Can a sentence open with "And," "But," or "So"? Generations of students were told no. The real answer is yes — nothing in English grammar forbids it, and the move has been standard in literary prose for centuries. Leading with a coordinating conjunction can add emphasis, keep a conversational rhythm, or smooth a transition between paragraphs:

"But nobody was listening at that point."

"And just like that, the contract was signed."

"So what does any of this change?"

Keep the habit rare in strictly formal academic writing, but do not bend over backward to avoid it on the basis of a rule that was never really there.

Where Writers Go Wrong

1. Comma Without a Conjunction (the Comma Splice)

"The rain stopped, we headed out."

"The rain stopped, so we headed out."

2. A Comma Before a Conjunction That Joins Non-Clauses

"He opened the book, and began reading." (No second subject — one clause.)

"He opened the book and began reading."

3. Piling "But" and "However" Together

"The talk was short, but however, it was powerful." (Redundant.)

"The talk was short, but it was powerful."

"The talk was short; however, it was powerful."

4. Broken Parallelism

"He enjoys reading, gardening, and to cook."

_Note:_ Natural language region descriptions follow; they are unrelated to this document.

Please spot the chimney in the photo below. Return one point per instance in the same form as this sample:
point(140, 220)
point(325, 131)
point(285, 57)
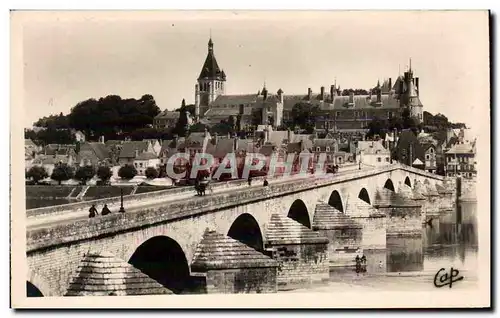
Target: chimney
point(351, 98)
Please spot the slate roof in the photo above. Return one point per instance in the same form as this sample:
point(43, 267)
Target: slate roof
point(210, 68)
point(327, 217)
point(102, 274)
point(129, 148)
point(372, 147)
point(217, 251)
point(51, 160)
point(465, 148)
point(167, 114)
point(29, 143)
point(146, 156)
point(100, 150)
point(323, 143)
point(282, 230)
point(223, 147)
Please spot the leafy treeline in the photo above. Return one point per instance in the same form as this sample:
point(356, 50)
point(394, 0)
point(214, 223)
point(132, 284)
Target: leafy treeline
point(110, 116)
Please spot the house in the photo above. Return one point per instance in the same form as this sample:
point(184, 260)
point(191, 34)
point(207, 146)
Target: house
point(408, 150)
point(461, 161)
point(50, 162)
point(79, 136)
point(93, 153)
point(131, 149)
point(155, 144)
point(166, 119)
point(30, 146)
point(372, 153)
point(57, 149)
point(430, 163)
point(327, 146)
point(144, 160)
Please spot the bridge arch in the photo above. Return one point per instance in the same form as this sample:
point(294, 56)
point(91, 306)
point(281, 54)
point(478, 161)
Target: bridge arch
point(363, 195)
point(298, 212)
point(37, 286)
point(163, 259)
point(335, 200)
point(389, 185)
point(247, 230)
point(32, 290)
point(407, 181)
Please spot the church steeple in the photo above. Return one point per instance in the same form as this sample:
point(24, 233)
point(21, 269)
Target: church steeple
point(211, 81)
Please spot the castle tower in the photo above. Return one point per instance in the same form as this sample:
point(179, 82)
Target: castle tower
point(409, 96)
point(211, 82)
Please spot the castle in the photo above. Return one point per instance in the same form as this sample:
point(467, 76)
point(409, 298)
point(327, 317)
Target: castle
point(336, 112)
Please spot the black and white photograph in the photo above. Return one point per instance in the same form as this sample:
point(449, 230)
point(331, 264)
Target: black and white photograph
point(294, 158)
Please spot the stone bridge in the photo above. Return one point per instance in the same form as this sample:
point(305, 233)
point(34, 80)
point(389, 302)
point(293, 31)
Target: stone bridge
point(169, 240)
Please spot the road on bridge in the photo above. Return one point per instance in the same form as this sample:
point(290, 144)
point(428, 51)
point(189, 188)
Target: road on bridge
point(48, 221)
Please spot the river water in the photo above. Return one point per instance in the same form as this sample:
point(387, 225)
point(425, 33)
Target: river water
point(410, 264)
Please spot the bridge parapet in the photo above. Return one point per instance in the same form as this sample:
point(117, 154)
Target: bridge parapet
point(114, 202)
point(164, 212)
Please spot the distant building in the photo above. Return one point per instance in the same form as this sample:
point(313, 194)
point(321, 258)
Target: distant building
point(461, 161)
point(409, 151)
point(337, 113)
point(145, 160)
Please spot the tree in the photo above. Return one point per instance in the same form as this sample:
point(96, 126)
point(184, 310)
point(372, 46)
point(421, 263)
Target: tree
point(104, 173)
point(37, 173)
point(62, 172)
point(127, 172)
point(151, 173)
point(84, 174)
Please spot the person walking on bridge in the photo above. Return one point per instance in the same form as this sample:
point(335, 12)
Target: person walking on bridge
point(93, 211)
point(105, 210)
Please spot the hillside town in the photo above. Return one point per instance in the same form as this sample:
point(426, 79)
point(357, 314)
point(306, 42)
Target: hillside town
point(352, 126)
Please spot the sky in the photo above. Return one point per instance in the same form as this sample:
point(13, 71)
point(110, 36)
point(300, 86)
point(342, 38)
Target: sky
point(72, 56)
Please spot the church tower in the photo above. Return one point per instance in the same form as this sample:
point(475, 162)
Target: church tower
point(211, 83)
point(409, 94)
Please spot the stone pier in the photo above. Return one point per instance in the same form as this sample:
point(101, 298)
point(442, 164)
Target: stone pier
point(231, 267)
point(446, 201)
point(430, 207)
point(404, 215)
point(102, 274)
point(343, 232)
point(302, 254)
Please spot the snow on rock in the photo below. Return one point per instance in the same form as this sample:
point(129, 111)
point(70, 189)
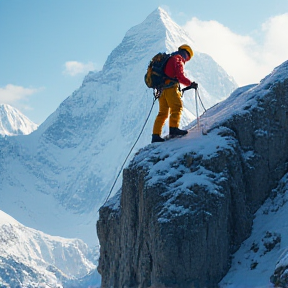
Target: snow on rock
point(65, 169)
point(266, 249)
point(13, 122)
point(187, 204)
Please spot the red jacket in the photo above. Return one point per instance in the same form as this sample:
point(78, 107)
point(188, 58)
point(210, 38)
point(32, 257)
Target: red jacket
point(175, 69)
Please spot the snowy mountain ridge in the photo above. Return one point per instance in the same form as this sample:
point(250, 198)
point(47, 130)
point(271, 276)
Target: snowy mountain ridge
point(13, 122)
point(29, 257)
point(66, 168)
point(186, 205)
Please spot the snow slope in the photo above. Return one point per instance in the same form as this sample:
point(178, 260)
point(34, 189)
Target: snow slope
point(13, 122)
point(267, 247)
point(56, 178)
point(28, 256)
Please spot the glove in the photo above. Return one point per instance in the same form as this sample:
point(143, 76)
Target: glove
point(194, 85)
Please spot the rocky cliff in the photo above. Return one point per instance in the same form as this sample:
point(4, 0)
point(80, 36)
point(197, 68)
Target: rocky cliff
point(187, 204)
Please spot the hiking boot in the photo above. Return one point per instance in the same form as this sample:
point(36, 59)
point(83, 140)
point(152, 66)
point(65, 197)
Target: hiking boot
point(157, 138)
point(174, 131)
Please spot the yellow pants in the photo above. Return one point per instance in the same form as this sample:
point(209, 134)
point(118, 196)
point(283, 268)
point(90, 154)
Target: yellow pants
point(169, 101)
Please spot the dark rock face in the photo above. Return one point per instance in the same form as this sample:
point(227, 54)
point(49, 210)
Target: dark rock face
point(183, 212)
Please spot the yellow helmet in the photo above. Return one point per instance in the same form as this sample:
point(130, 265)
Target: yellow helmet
point(188, 49)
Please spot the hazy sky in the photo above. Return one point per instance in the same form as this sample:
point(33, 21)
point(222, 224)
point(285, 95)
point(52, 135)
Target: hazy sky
point(48, 46)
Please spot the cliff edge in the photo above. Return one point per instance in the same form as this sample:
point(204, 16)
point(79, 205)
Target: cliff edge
point(187, 204)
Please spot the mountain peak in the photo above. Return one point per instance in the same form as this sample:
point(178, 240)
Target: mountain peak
point(13, 122)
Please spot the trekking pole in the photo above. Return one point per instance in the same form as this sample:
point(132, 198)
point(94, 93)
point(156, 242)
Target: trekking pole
point(200, 100)
point(196, 104)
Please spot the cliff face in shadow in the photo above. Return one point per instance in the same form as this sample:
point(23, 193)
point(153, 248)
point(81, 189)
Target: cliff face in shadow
point(187, 204)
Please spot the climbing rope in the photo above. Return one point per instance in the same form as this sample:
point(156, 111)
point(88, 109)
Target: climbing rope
point(155, 98)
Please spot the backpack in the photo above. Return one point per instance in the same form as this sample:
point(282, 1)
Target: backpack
point(155, 76)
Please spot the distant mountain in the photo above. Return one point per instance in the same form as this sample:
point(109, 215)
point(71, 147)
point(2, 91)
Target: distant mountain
point(29, 257)
point(13, 122)
point(191, 208)
point(56, 178)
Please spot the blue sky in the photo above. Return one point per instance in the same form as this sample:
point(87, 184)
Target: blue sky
point(48, 46)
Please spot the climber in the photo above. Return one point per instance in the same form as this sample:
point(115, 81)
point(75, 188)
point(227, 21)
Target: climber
point(170, 99)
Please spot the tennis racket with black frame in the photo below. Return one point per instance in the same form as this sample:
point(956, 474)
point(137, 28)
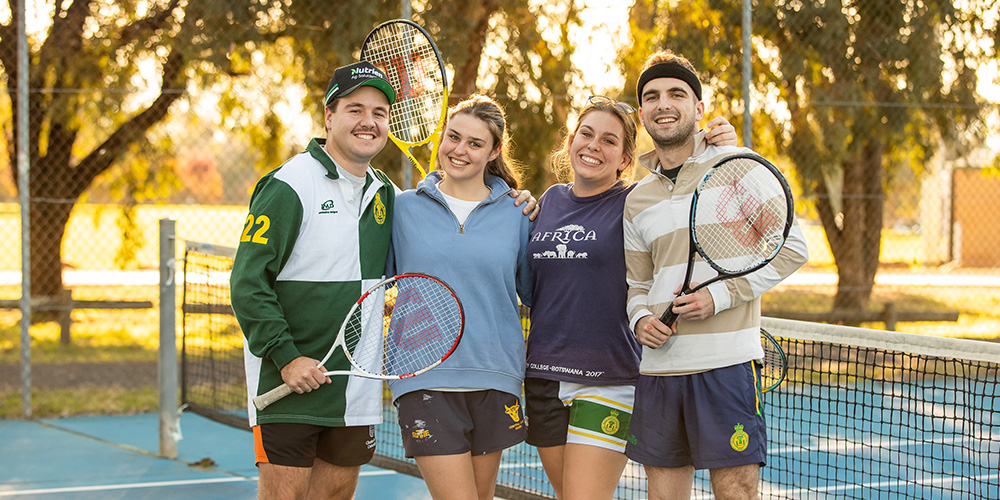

"He enjoys reading, gardening, and cooking."

Try It Yourself

Fill in the missing FANBOYS conjunction and the punctuation that belongs with it:

  1. "He loved the city ___ he moved there the first chance he got."
  2. "The recipe looked complicated ___ it came together in twenty minutes."
  3. "You can finish tonight ___ you can pick it up tomorrow morning."
  4. "She rarely complains ___ does she ask for favors."
  5. "The coach was pleased ___ the team had exceeded every target."

Answers: 1. ", so" (result). 2. ", yet" (surprise/contrast). 3. ", or" (alternative). 4. ", nor" (negative addition). 5. ", for" (reason).

The short version: FANBOYS names the only seven coordinating conjunctions English has — for, and, nor, but, or, yet, so — and each one joins elements of equal grammatical rank. Put a comma before one when it connects two independent clauses; leave the comma out when it connects words, phrases, or a compound verb with a shared subject. Handle those punctuation rules well and most sentence-level grammar falls into place.